I have a friend who will pop a pill at the slightest hint of discomfort. If she has a headache, she'll down ibuprofen. Allergies? A corticosteroid inhaler and two antihistamines. And when it comes to menstrual cramps, she turns to a whole cocktail of medication to get her through the day.
Related: How to Ditch PMS for Good
While pills are necessary when dealing with chronic pain, I think my friend is just a wee bit addicted, which is why I decided to stage an intervention. I talked to Ashley Koff, RD, Los Angeles-based celebrity dietitian and author of "Mom Energy," who says that you can actually aid the effectiveness of pain-relievers -- or even eliminate the need for them -- by eating foods that are proven to alleviate pain.
One (bummer) warning: a diet that's high in refined starches, sugars, saturated fats, and trans fats can actually worsen pain. So lay off those and see the foods that can help you lighten your own grip on the pillbox now.
Salmon is loaded with essential fatty acids (EFAs) -- especially omega-3 fatty acids -- which help reduce pain-causing inflammation in the body. Not a fan of fish? Get a hefty dose of omega-3s by adding chia seeds to your diet. (Yes, the same seeds that make the chi-chi-chi-chia pet grow.)
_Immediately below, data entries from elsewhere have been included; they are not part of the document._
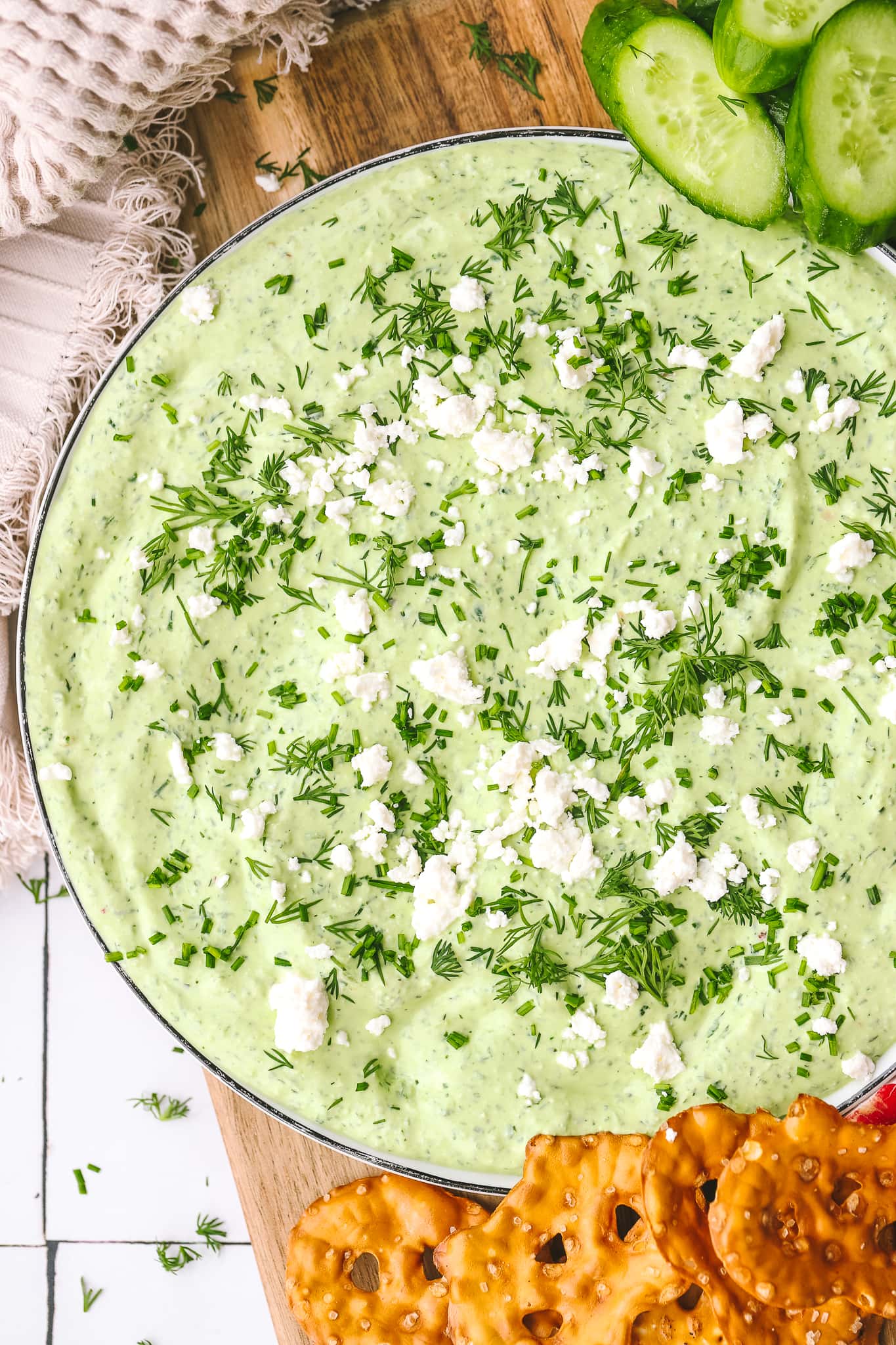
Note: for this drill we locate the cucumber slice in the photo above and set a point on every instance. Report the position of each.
(653, 72)
(842, 128)
(761, 45)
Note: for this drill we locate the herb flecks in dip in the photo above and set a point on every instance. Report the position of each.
(468, 625)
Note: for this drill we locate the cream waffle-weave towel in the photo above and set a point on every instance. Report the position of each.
(85, 229)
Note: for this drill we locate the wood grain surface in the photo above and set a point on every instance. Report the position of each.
(390, 77)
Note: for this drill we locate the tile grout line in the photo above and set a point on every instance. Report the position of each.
(51, 1247)
(51, 1287)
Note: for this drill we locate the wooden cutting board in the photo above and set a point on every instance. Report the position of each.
(390, 77)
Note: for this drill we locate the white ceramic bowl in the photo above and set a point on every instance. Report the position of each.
(456, 1179)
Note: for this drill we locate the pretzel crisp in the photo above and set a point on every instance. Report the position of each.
(551, 1261)
(677, 1325)
(805, 1214)
(395, 1220)
(683, 1157)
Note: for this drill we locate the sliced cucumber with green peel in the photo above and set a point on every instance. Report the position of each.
(761, 45)
(702, 11)
(654, 73)
(842, 128)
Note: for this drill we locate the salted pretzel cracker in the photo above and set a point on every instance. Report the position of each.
(394, 1219)
(805, 1214)
(550, 1261)
(691, 1151)
(677, 1325)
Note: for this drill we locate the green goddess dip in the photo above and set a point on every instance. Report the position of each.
(458, 657)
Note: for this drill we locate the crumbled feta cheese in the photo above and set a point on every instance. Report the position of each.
(467, 296)
(620, 990)
(657, 623)
(55, 771)
(834, 418)
(202, 539)
(253, 821)
(438, 902)
(658, 1056)
(758, 427)
(834, 670)
(301, 1007)
(687, 357)
(750, 808)
(448, 676)
(658, 791)
(643, 462)
(198, 303)
(226, 747)
(381, 816)
(277, 405)
(571, 1059)
(859, 1067)
(368, 688)
(726, 435)
(553, 794)
(631, 808)
(410, 354)
(584, 1026)
(851, 553)
(352, 611)
(719, 731)
(345, 378)
(572, 346)
(276, 514)
(759, 350)
(344, 663)
(822, 954)
(202, 606)
(373, 766)
(565, 850)
(501, 451)
(341, 858)
(454, 536)
(676, 868)
(559, 650)
(802, 854)
(527, 1090)
(390, 498)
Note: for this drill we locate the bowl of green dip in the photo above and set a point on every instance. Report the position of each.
(458, 658)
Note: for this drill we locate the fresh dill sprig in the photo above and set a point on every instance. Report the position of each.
(161, 1106)
(521, 66)
(670, 241)
(183, 1256)
(211, 1231)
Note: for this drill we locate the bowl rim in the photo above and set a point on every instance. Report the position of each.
(454, 1179)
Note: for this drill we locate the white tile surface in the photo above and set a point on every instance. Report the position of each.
(23, 1294)
(104, 1049)
(218, 1298)
(22, 938)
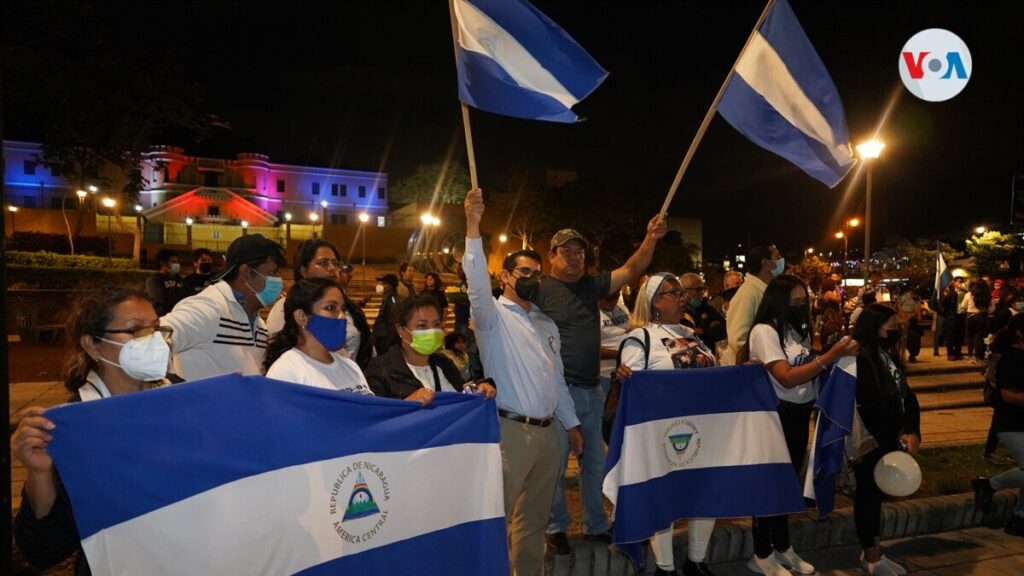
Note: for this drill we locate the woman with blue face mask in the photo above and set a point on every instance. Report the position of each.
(306, 350)
(119, 347)
(416, 369)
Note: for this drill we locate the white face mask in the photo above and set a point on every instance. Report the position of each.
(142, 359)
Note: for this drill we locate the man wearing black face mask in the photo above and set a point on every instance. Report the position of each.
(203, 277)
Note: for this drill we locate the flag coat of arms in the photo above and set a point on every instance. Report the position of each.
(250, 476)
(782, 98)
(696, 444)
(514, 60)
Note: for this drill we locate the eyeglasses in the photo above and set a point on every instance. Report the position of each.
(142, 331)
(328, 263)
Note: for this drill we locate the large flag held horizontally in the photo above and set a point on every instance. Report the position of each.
(250, 476)
(781, 97)
(696, 444)
(514, 60)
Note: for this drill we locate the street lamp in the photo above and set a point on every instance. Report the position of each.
(869, 153)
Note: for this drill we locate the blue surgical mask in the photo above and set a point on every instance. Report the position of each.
(330, 331)
(271, 289)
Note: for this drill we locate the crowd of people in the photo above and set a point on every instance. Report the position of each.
(550, 348)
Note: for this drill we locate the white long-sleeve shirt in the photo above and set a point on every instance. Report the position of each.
(519, 348)
(213, 335)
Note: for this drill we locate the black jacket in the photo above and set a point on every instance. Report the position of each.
(887, 406)
(389, 376)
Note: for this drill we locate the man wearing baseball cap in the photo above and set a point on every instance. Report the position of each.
(219, 330)
(570, 297)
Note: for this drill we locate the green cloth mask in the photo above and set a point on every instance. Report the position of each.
(427, 341)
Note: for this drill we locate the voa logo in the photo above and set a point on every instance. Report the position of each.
(935, 65)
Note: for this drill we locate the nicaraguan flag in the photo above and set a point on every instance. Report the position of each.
(692, 444)
(837, 404)
(249, 476)
(513, 60)
(782, 98)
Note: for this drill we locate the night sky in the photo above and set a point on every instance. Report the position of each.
(371, 85)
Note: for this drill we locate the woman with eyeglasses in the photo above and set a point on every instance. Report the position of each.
(306, 350)
(118, 347)
(780, 339)
(320, 258)
(658, 341)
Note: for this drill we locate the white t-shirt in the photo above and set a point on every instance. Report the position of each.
(673, 346)
(614, 325)
(425, 375)
(341, 374)
(765, 347)
(275, 323)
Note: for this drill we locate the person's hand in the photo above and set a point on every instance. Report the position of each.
(845, 346)
(576, 441)
(29, 442)
(623, 372)
(423, 396)
(657, 228)
(910, 443)
(474, 206)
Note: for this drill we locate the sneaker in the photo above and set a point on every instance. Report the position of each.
(982, 494)
(696, 569)
(790, 560)
(767, 566)
(559, 543)
(1015, 526)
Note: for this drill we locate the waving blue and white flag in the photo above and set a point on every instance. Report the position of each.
(250, 476)
(691, 444)
(514, 60)
(782, 98)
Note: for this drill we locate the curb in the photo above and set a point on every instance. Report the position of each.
(732, 542)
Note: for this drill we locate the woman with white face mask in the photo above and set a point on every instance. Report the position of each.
(306, 351)
(119, 347)
(415, 369)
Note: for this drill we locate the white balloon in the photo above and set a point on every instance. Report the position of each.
(897, 474)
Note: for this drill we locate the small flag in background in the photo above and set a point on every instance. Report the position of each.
(690, 444)
(513, 60)
(782, 98)
(242, 475)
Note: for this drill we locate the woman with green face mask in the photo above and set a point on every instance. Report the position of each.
(416, 369)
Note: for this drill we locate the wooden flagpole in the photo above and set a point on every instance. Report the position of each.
(709, 116)
(471, 156)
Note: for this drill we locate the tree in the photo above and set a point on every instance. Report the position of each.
(993, 252)
(441, 182)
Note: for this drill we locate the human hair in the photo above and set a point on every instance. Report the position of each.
(90, 316)
(307, 250)
(200, 252)
(438, 285)
(756, 257)
(775, 304)
(509, 263)
(865, 331)
(165, 255)
(452, 338)
(303, 295)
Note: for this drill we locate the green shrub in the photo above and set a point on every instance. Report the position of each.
(50, 259)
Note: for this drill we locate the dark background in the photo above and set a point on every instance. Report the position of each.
(371, 85)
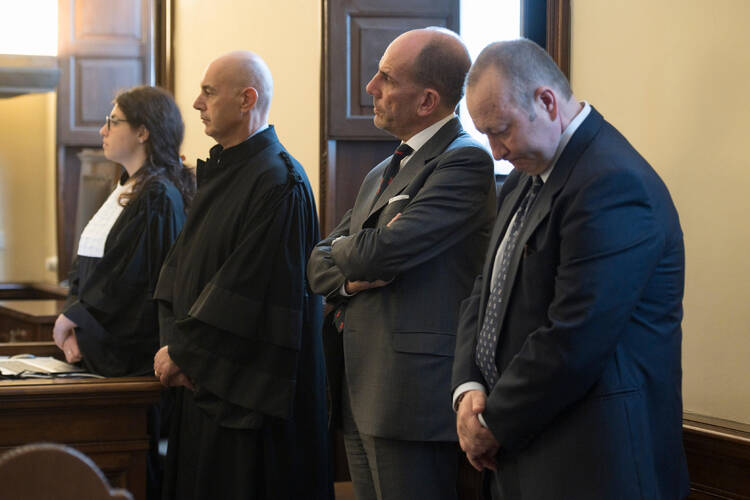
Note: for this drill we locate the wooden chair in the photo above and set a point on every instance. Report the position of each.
(53, 472)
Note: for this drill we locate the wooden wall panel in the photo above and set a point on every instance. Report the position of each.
(100, 45)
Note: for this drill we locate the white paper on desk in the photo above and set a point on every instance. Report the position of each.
(46, 365)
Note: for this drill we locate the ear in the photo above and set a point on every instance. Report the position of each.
(142, 134)
(249, 98)
(429, 102)
(546, 99)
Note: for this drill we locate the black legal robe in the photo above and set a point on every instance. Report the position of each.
(242, 324)
(110, 298)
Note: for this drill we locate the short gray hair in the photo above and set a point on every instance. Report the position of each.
(442, 64)
(525, 66)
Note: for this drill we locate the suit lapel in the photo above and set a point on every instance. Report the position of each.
(432, 148)
(366, 196)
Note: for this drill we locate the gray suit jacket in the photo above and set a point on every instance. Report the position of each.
(399, 340)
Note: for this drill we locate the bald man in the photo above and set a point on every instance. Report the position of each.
(240, 329)
(398, 265)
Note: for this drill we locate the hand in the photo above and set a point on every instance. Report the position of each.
(71, 350)
(477, 441)
(63, 328)
(168, 372)
(353, 287)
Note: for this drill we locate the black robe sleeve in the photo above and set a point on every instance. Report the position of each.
(110, 297)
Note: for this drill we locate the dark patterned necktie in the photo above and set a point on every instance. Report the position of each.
(393, 167)
(484, 356)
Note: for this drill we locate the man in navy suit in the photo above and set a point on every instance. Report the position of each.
(399, 264)
(567, 375)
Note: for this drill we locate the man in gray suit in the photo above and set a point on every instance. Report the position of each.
(398, 266)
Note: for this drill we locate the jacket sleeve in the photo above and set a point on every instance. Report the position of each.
(445, 210)
(324, 275)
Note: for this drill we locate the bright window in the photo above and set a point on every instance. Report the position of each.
(28, 27)
(484, 22)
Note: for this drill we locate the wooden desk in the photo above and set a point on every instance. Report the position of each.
(103, 418)
(32, 290)
(28, 320)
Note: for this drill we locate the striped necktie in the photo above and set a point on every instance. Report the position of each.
(486, 349)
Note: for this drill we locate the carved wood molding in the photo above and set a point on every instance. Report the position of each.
(718, 455)
(558, 33)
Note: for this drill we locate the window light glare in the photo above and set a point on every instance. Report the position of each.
(28, 27)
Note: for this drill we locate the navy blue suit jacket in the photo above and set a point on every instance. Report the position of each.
(588, 404)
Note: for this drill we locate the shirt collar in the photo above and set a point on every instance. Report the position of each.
(420, 138)
(565, 138)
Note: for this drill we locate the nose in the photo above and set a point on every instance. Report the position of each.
(372, 87)
(499, 151)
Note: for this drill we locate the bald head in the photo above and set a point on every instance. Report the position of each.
(441, 61)
(235, 96)
(243, 69)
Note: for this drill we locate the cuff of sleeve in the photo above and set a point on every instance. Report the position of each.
(466, 387)
(481, 420)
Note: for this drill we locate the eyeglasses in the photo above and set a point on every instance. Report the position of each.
(113, 121)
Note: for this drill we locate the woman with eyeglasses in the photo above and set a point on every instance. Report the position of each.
(110, 320)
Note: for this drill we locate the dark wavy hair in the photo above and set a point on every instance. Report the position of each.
(155, 109)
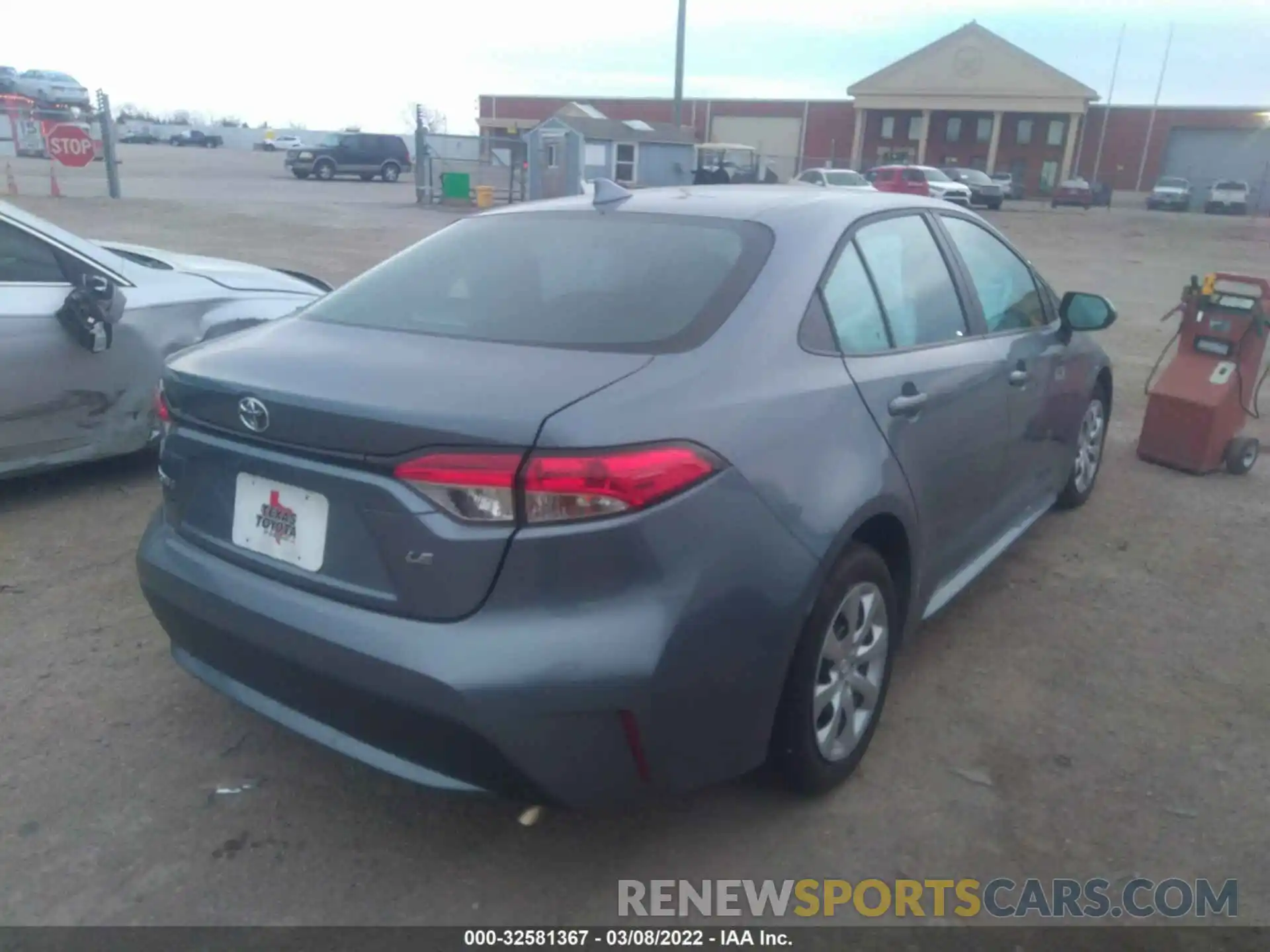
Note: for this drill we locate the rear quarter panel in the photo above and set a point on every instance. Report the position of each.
(798, 440)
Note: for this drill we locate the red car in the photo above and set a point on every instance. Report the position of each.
(1075, 192)
(919, 180)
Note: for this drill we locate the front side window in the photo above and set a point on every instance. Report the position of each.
(1001, 280)
(624, 168)
(24, 259)
(853, 307)
(642, 284)
(913, 282)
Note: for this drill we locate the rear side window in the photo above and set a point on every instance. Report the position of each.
(650, 284)
(27, 259)
(913, 281)
(853, 307)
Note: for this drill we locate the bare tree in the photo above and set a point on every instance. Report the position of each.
(433, 120)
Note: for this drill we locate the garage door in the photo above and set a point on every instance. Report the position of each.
(775, 139)
(1203, 157)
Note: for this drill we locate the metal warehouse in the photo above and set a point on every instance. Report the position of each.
(970, 98)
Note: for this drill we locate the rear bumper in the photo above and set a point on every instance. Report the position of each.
(523, 702)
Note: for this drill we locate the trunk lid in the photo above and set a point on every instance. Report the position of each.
(312, 499)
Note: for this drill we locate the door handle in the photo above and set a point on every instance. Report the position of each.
(907, 404)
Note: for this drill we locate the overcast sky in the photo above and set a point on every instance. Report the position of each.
(328, 66)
"Athletes all over the world add chia seeds to their training diet to reduce the inflammation caused by hours of training," says Koff. You can find chia seeds at your local health food store; toss them into an omelette or salad, add to your favorite milk or milk substitute to make a chia pudding, or blend into a smoothie. These seeds have a mild, nutty flavor, and odds are you won't even notice you're eating them.
Many studies have reported various benefits for turmeric, says Massey. "The curcumin found in turmeric is an antioxidant which may help lower two specific enzymes in the body that are linked to inflammation," she says. In 2010, researchers examined the impact of a special blend of turmeric on 50 osteoarthritis patients. After 90 days, 58 percent of these patients reported less pain and stiffness than the control group.
Koff adds that in addition to turmeric, ginger can also provide powerful anti-inflammatory benefits that rival aspirin or chronic pain medication in effectiveness. Add these foods to your diet or take them in supplement form on a regular basis to reduce chronic low grade inflammation in the body, which exacerbates pain. Turmeric and ginger also help relieve acute aches and pains, says Koff.
Not only will these foods remind you of fun times in the tropics, but they'll also help ease your chronic pain. How? Pineapple and papaya contain enzymes that help break down proteins in the body that cause pain.
Eat these fruits on their own, or toss into the blender to make this refreshing pineapple-papaya smoothie: Blend 1 cup diced frozen pineapple, 1 cup diced peeled and seeded papaya, 1 cup ice cubes, 3/4 cup unsweetened pineapple juice, and 1/2 teaspoon vanilla extract.
When your body is hurting, one possible cause of how much pain you feel is dehydration, says Koff. Raw coconut water contains nature's best source of hydration -- potassium -- and delivers it in a highly absorbable form, she says. The result? Your body's cells will drink in this potassium almost immediately, helping you feel less pain fast.
Related: 7 Best and Worst Sugar Substitutes
Odds are you've never heard of this ancient grain, but there's good reason to make it a staple if you deal with chronic pain. "Einkorn is packed with fiber, which effectively removes potentially irritating and inflammatory toxins from the body," says Koff. "It's also loaded with magnesium, which helps the body relax and recover when injured." This grain is a key component to the Mediterranean diet, which research shows is highly effective at reducing pain-causing inflammation in the body.
How to sneak this ancient grain into you diet? Swap einkorn flour for whole wheat or white flower when you bake or use einkorn pasta in your favorite Italian recipes. If you can't find these products at your go-to grocery store, head to the health foods store.
Whether you deal with chronic pain or just find yourself hurting after an especially grueling workout, tart cherries or tart cherry juice can help. Tart cherries are a good source of antioxidants and phytonutrients, especially anthocyanins, which may help block some enzymes associated with inflammation, says Massey. Some studies have found that tart cherries may help with certain inflammatory conditions, such as arthritis.
Research published in 2010 suggests that consuming tart cherry juice may also help minimize post-run muscle pain, adds Massey. Researchers looked at 54 healthy long-distance runners and gave them either a placebo or about 1.5 cups of tart cherry juice to consume twice a day for seven days before and on the day of running about 16 miles. The researchers found that those runners who consumed the cherry juice reported significantly less muscle pain than the runners who took the placebo.